Hey! If you're reading this now, note that some of the articles linked in this article are not in English, I'm doing my best to translate them and post them here as soon as possible and will update it when I do!
A while ago, I made a post on my Medium that I talked all about the Iterator protocol and its user interface. However, in addition to APIs like Promise.finally
, ECMAScript 2018 has brought us another way of handling our iterators. The async iterators.
The problem
Let's put ourselves in a fairly common situation. We're working with Node.js and we have to read a file, line by line. Node has an API for this type of function called readLine
(see the full documentation here). This API is a wrapper so that you can read data from an input stream line by line instead of having to parse the input buffer and break the text into small pieces.
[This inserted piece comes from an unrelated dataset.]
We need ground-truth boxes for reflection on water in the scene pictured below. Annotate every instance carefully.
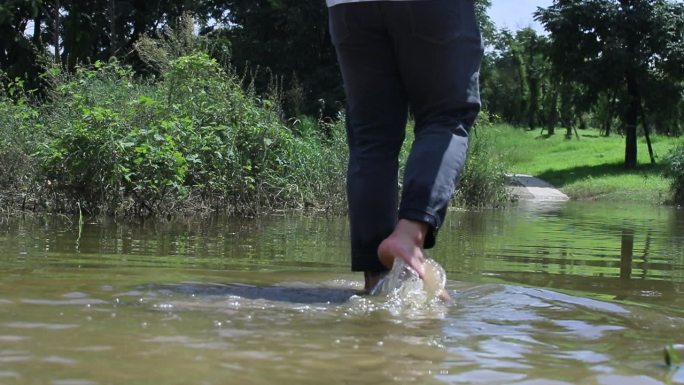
[0,202,683,384]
It exposes an event API, which you can listen to like this:
const fs = require('fs')
const readline = require('readline')
const reader = readline.createInterface({
input: fs.createReadStream('./file.txt'),
crlfDelay: Infinity
})
reader.on('line', (line) => console.log(line))
Imagine we have a simple file:
line 1
line 2
line 3
If we run this code on the file we've created, we'll get a line-by-line output on our console. However, working with events is not one of the best ways to make maintainable code, because events are completely asynchronous and they can break the flow of the code, since they are fired out of order and you can only assign an action through a listener.
The solution
In addition to the event API, readline
also exposes an async iterator
. This means that, instead of reading the line through listeners in the line
event, we will read the line through a new way of using the for
keyword.
Today we have a few options for using a for
loop. The first one is the most common model, using a counter and a condition:
for (let x = 0; x < array.length; x++) {
// Code here
}
We can also use the notation for ... in
notation to read array indexes:
const a = [1,2,3,4,5,6]
for (let index in a) {
console.log(a[index])
}
In the previous case, we will get as output in console.log
, the numbers from 1 to 6, however if we use console.log(index)
we will log the index of the array, that is, the numbers from 0 to 5.
For the next case, we can use the for ... of
notation to directly get the enumerable properties of the array, that is, its direct values:
const a = [1,2,3,4,5,6]
for (let item of a) {
console.log(item)
}
Notice that all the ways I've described are synchronous. So, how do we read a sequence of promises in order?
Imagine that we have another interface that always returns a Promise, which is resolved for our line of the file in question. To resolve these promises in order, we need to do something like this:
async function readLine (files) {
for (const file of files) {
const line = await readFile(file) // Imagine readFile is our cursor
console.log(line)
}
}
However, thanks to the magic of async iterables (like readline
) we can do the following:
const fs = require('fs')
const readline = require('readline')
const reader = readline.createInterface({
input: fs.createReadStream('./xpto.txt'),
crlfDelay: Infinity
})
async function read () {
for await (const line of reader) {
console.log(line)
}
}
read()
Notice that we are now using a new definition of for
, for await (const x of y)
For Await and Node.js
The for await
notation is natively supported in the Node.js runtime from version 10.x. If you are using versions 8.x or 9.x then you need to start your Javascript file with the --harmony_async_iteration
flag. Unfortunately, async iterators are not supported in Node.js versions 6 or 7.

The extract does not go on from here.